A no-surrender policy might be laudable in the ring, but knowing when to say no mas is a bidder's best defense at an auction. In her new book, "Best Bids: An Insider's Guide to Buying at Auction" (Viking Studio, $32.95), Micucci shares advice on how bidders can protect themselves from the fever — and the equally common day-after hangover of "buyer's remorse." "Best Bids" includes "how to buy" chapters on everything from American folk art and rare first-edition books to European furniture and Oriental rugs.

"The bidding process isn't as complex as it seems," she says. "There are just a few simple steps. And the most important is to research the type of object you'd like to buy, whether it's a Federal sideboard, a Charles Eames chair or a Chippendale tea table. Talk to antiques dealers. Visit museums. Read the guidebooks. Research is your best defense."
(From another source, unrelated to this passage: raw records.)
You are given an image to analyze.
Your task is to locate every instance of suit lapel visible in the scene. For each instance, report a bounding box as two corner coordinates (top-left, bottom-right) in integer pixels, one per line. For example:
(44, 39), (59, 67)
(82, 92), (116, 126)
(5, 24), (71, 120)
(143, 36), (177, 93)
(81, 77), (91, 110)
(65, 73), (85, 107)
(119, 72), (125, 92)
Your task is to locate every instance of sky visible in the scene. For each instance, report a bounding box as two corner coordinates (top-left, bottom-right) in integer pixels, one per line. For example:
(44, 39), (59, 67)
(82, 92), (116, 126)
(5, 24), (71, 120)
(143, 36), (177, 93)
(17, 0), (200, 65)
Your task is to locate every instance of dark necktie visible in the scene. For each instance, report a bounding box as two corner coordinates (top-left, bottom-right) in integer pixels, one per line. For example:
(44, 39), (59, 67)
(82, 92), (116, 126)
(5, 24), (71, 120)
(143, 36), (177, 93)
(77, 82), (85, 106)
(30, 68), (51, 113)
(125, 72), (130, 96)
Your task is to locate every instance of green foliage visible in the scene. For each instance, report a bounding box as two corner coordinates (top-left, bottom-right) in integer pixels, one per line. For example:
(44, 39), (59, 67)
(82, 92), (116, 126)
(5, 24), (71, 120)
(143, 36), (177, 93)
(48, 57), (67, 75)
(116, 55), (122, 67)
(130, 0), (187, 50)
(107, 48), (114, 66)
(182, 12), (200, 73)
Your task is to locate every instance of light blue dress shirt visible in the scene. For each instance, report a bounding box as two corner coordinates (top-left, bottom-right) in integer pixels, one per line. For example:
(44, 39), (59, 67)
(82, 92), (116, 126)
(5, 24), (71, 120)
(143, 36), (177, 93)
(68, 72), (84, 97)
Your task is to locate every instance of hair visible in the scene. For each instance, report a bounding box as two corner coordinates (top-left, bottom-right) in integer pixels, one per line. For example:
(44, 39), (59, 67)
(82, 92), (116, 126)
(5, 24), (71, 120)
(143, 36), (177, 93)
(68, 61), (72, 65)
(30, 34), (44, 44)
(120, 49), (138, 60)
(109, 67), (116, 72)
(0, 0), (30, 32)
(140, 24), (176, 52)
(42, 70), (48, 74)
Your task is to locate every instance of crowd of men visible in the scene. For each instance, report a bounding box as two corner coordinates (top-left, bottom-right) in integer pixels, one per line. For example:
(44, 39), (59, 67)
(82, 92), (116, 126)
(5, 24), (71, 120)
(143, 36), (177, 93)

Armed with a wealth of information, potential buyers should carefully examine their intended purchases at the auction preview, usually held a day or two before the sale.

"Most goods at auction are sold as-is," Micucci warns, "so the buyer should inspect items from every angle to check for condition and look for damage or repairs." She also recommends asking the auctioneer questions about an item's authenticity and provenance, or the history of ownership, to ensure that it is the real deal.

Equally important, auction-goers should set spending limits.

"Don't let your emotions run away with your wallet," Micucci says. "Determine how much you want to spend, with a little room for an extra bid if you really want something. And you have to remember that any other costs, such as buyer's and seller's premiums, sales tax and shipping, can add up to 25 percent more to the total price."

Despite a recent price-fixing scandal, major galleries such as Christie's and Sotheby's tout long-established reputations for running legitimate sales. As an unregulated industry, however, the door is open to many less-than-trustworthy operators.

"It certainly is a buyer-beware situation" in terms of choosing an auction house, Micucci says. "If you're not sure, ask local dealers and collectors where they go. Word-of-mouth recommendations from other auction-goers are helpful, too. And I would definitely attend several auctions before placing a bid, to see if you're comfortable with the auctioneer's style" and quality of the goods for sale.

With the widespread appeal of eBay and public television's "Antiques Roadshow," Micucci says she expects the popularity of auctions to grow — and that's good news for buyers.

"People are more savvy about antiques and collectibles these days," she says. "No one is willing to throw away a family heirloom or something they found in the attic, because they could be worth quite a bit of money."

And that means more antiques, collectibles and everyday household items than ever are heading to auction. Along with offering buyers a huge selection of goods ranging from pre-Columbian art to modern kitchen appliances under one roof, auctions are truly a buyer's market.

"Because buyers are setting the price," Micucci says, "there is a true fair-market value on items sold at auction.

"Granted, the final price is set by how high someone is willing to go. But at almost every auction, there is something for everyone at the right price."

Bidding rights


Here's how you can avoid bidding pitfalls at auction:

  • Get smart: Learn how to tell the difference between the real thing and a bum deal. Talk to dealers, go to museums and study the guidebooks to raise your bidding IQ.

  • Set limits: Determine how deep your pockets really are. If you can't honestly afford that Heriz rug at $3,000, then stop bidding before buyer's remorse sets in.

  • Stay calm: Be cool, even in the heat of a bidding frenzy. Don't let the auctioneer or other bidders throw you off your game plan.

  • Show thyself: Make sure the auctioneer can see and hear you. Your bid is worthless if it goes unnoticed.

  • Talk the talk: Study auction lingo. Understanding the vocabulary can increase your enjoyment and help you place your best bid.